Beyond the facility’s importance to the nation’s infrastructure, Fleischauer wrote about the direct and indirect economic fallout and consequences of the closure. The local water utility last month approved 13% rate hikes for water customers, 12% for sewer customers and 18% for stormwater utility customers as a direct result of the expected closure. The utility claimed a $936,000 hit to its “bottom line,” Fleischauer wrote. Tax revenue and property values will certainly fall, too, she said.
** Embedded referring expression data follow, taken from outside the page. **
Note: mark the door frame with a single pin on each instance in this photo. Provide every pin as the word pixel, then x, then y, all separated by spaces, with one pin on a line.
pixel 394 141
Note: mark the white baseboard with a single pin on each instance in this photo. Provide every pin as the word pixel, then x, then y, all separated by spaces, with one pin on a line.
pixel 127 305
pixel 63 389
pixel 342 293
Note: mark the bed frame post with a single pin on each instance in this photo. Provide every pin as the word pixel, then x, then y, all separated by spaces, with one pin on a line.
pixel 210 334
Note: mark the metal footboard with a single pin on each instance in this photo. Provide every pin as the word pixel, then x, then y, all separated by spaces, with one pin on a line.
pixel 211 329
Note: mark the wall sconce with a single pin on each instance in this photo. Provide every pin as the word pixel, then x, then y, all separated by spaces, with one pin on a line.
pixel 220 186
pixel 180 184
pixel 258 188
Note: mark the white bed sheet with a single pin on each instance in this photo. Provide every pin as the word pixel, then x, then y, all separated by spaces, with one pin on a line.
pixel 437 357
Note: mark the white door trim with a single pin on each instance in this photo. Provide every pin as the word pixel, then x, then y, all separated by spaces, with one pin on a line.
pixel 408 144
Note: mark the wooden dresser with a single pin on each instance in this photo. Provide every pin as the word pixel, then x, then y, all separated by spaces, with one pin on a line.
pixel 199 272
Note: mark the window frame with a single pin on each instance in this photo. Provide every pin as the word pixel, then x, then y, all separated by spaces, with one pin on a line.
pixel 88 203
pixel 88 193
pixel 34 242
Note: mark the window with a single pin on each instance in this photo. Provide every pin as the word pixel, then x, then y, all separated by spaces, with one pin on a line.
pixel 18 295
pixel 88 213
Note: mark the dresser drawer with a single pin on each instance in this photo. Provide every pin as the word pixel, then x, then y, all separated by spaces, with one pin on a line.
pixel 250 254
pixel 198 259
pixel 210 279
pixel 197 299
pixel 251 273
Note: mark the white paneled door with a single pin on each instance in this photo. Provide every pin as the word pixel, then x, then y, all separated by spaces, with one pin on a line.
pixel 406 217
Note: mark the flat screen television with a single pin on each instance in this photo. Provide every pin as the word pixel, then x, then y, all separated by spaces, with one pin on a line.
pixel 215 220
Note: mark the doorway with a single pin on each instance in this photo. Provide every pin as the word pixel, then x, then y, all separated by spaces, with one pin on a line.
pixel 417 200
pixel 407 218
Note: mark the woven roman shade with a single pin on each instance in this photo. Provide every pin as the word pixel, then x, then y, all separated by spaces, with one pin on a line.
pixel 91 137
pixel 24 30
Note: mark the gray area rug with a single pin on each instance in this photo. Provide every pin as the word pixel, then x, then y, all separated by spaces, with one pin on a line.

“It is a huge issue in this community,” Fleishauer said by phone. “I cannot emphasize how critical Mylan Pharmaceuticals has been in our community.”
Viatris, the corporation that now owns and operates the former Mylan facility on Chestnut Ridge Road, will be sending these jobs overseas to India and Australia. Fleischauer wrote that President Joe Biden and his Department of Homeland Security should recognize that and avoid the outsourcing of American jobs.
“Because the employees at the Mylan plant have already been approved for Trade Adjustment Assistance by the Department of Labor, the fact that their jobs are being shipped overseas has officially been acknowledged,” Fleischauer wrote.
On Wednesday, a national progressive political organization delivered a letter to Biden, calling on him to invoke the Defense Production Act to save the plant.
What stings most about Viatris’ abandonment in North Central West Virginia and the institutional knowledge held by Mylan workers, Fleischauer said, is its motive for skirting American regulations and hiring cheap foreign labor.
“It’s all for profit,” she said.
Viatris will close the facility’s doors July 31, and 1,246 workers will be laid off. Another nearly 200 workers are to be kept on until the facility completely shutters in March 2022, and then laid off.